Friday, September 24, 2010

The Pumpkin Patch--now at your local garden shop

Knowing a good thing when they see it, the local garden shops are gearing up for one of our favorite holidays--Halloween. Plant Depot has set up a special area replete with pumpkins, gourds, corn stalks, container trees turning autumn colors. Very picturesque.

Wednesday, September 22, 2010

New Basil Plant for the Garden

I've picked up a new basil from the garden shops. It is a dense, compact domed-shaped plant. It can be used in the vegetable garden or as an interesting border plant in a border garden. The scent is wonderful.

Tuesday, September 21, 2010

Hand Pollination--Helping out the Bees

I have shocked my friends recently. They are amazed that I go to my garden each morning and "help" out the bees by providing mechanical or hand pollination to my zucchini crop. One friend indicated that she knew I was a type A personality and a bit of a control freak, but perhaps this activity had crossed over to a whole new level.

I disagree. Home gardeners have been hand pollinating for years. And after go to the trouble of planting a garden, watering it, weeding it, dealing with over zealous bunnies and an onslaught of powdery mildew which occurs so easily near the coast, I am sure going to try to get the most produce I can from my little green garden.

My zucchini flowers are open early morning for several hours. I take this time to identify which female flowers are blooming and selecting a few male flowers to provide the pollen. My technique involves removing the open bloom (corolla) from the male flower and brushing the anther of the stamen on the pistils of the female flower. Even then I do not reach 100% success but I have been reaping a very bountiful harvest.
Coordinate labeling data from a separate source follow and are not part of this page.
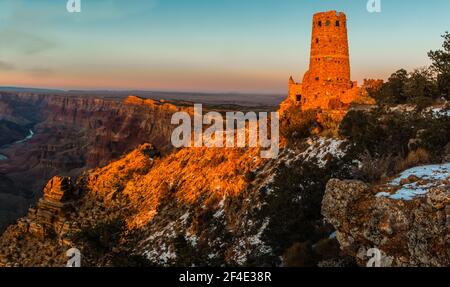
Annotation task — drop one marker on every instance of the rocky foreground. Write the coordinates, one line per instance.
(408, 220)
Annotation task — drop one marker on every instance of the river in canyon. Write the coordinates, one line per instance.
(25, 139)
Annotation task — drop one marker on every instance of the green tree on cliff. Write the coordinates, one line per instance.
(441, 65)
My nongardening friends want to know how I know the male from female flower. I've included a few photos showing what to look for.
Female flower with view of stigma

Exterior view of female. Small unpollinated zucchini visible. If this flower is not pollinated, it will stay this small size, yellow, and whither on the plant.

Male flower (no zucchini--just stem below the flower)

Sunday, September 19, 2010

Tomatoes Grown at Home

Ripe Tomatoes
More on the Way
Finally. The first tomatoes of the season grown entirely in my garden. I cheated a bit with an earlier plant which had quite a few green tomatoes on the vine when I purchased it. It never felt right to enjoy those tomatoes. Now, I have had the thrill of picking tomatoes grown entirely in my garden. Lunch today: BLT!

Friday, September 17, 2010

Autumn Bounty

If adding orange to the home decor doesn't fit your design aesthetic, try the white pumpkin this year as Halloween season comes upon us.

Sunday, September 12, 2010

Succulents Popular Indoors and Outdoors

With the focus on water wise planting in California, I've been watching a trend develop over the past few seasons. Succulents are becoming a prominent plant group both indoors and out.

Friday, September 10, 2010

Raised Bed for Herbs and Lettuces

A recent visit to Roger's Gardens allowed me to discover this beautiful raised bed vignette. Three different units were displayed. Each was a different size and height.

Typical to Roger's Gardens, which has style and flair to spare, the beds were planted beautifully with lettuces and herbs. Even the smallest of the three beds would allow for the gourmet home chef to have ample herbs for cooking and delicate greens for salads and garnishes.

Lion's Tail

I recently planted a lion's tail plant in my garden to provide late summer/fall color. I love the flower: furry and orange. Great for a shock of color in my border. The progression of the bloom is interesting to watch. First the flower ball appears. It is very geometrical and interesting. Soon, small orange dots appear. Finally, like a firework explosion on the fourth of July, the furry "tails" appear. Ka-Boom!

Bonus: Once established, low water user.

Wednesday, September 01, 2010

Sugar Snap Peas

I've started my fall, cool weather planting. I purchased 15 sugar snap peas from Roger's Gardens and this morning (very early) I built a climbing trellis for them. I like to use bamboo (one pole vertical and one pole at an angle lashed together for stability). Next, I use jute twine to create the climbing trellis.

Cucumber--Staying Cool in the Shade

The cucumber plant has been growing and tucked away under all of the leaves is this lovely specimen. I think a pickled cucumber salad is in my future.